Data Science is using math and computers to solve a problem that stems from a lack of knowledge. We can frame the application of data science in terms of the context, need, vision and outcome (CoNVO).

However, for any particular application of data science, we need to have domain knowledge. One way to frame that domain knowledge is in terms of understanding the system in which we are operating. If our CoNVO leads us to build a model of at-risk youth, we should understand the system in which this process is taking place.

Systems Thinking is general approach to think about the processes as interrelated, changing parts. System Dynamics is a particular approach to Systems Thinking. Stock and Flow Diagrams and Causal Loop Diagrams are models that System Dynamics uses to talk about systems and their evolution.

Causal Loop Diagrams are a very useful tool for framing all aspects of the data science process.

  1. They allow the team and stakeholders to share their mental models of the process being studied or acted upon.
  2. They help us make sure we’re just simplifying and not being simplistic.
  3. They help identify data that we need or what we should model.
  4. They keep us honest about the degree to which we can really intervene in a particular system or how our interventions are likely to fail.

One of the most famous examples the non-linearity of systems comes from the 1970s. In San Francisco (IIRR), the police started cracking down on heroin dealers with the hope of lowering drug abuse. Instead, burglaries and other petty crimes increased. Why? Cracking down on heroin dealers caused the price of heroin to increase. This increased price caused theft to rise because addicts needed more money to pay for the increased price of heroin.

“hi-tech” modeling techniques like boosted random forests and deep learning do not excuse the data scientist from understanding the system they’re modeling or hoping to control.

3.7 Review

  1. Why is domain knowledge controversial in some data science circles?
  2. Why are Causal Loop Diagrams helpful for data science?
  3. How do Causal Loop Diagrams fit into our overall “CoNVO” model for describing successful data science projects?
  4. The main components of a Causal Loop Diagram are: variables, influence arrows and polarity arrows.
    1. If there is an arrow from variable A to variable B with a “+” sign at the arrow head, what does that mean?
    2. If there is an arrow from variable B to variable A with a “-” sign at the arrow head, what does that mean?
    3. Taken together, what kind of feedback loop does the above arrangement describe?
    4. If, instead, the arrow from variable B to variable A had a “+” annotation, what kind of feedback loop would that describe?
  5. What are the difficulties associated with categorical variables and Causal Loop Diagrams?

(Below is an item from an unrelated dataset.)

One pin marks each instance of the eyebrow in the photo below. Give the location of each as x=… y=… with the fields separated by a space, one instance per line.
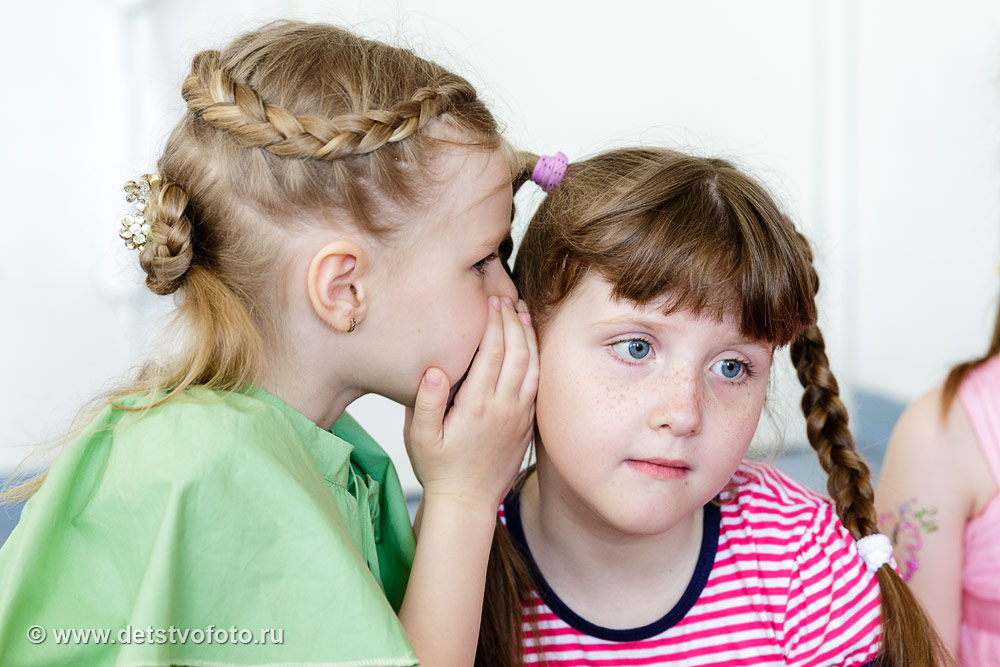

What are some of the ways we can get around them?

3.8 Exercises

  1. Add the potential for getting new subscribers to the email model. How do you add the adoption curve to the model?
  2. Find a problem from work or that interests you and see if you can draw a Causal Loop Diagram for it. Share it with someone who has an opposing viewpoint. Share it with someone who has the same viewpoint. What assumptions do you have in common? Do you disagree on the polarity of any arcs? Is there “violent agreement” on anything?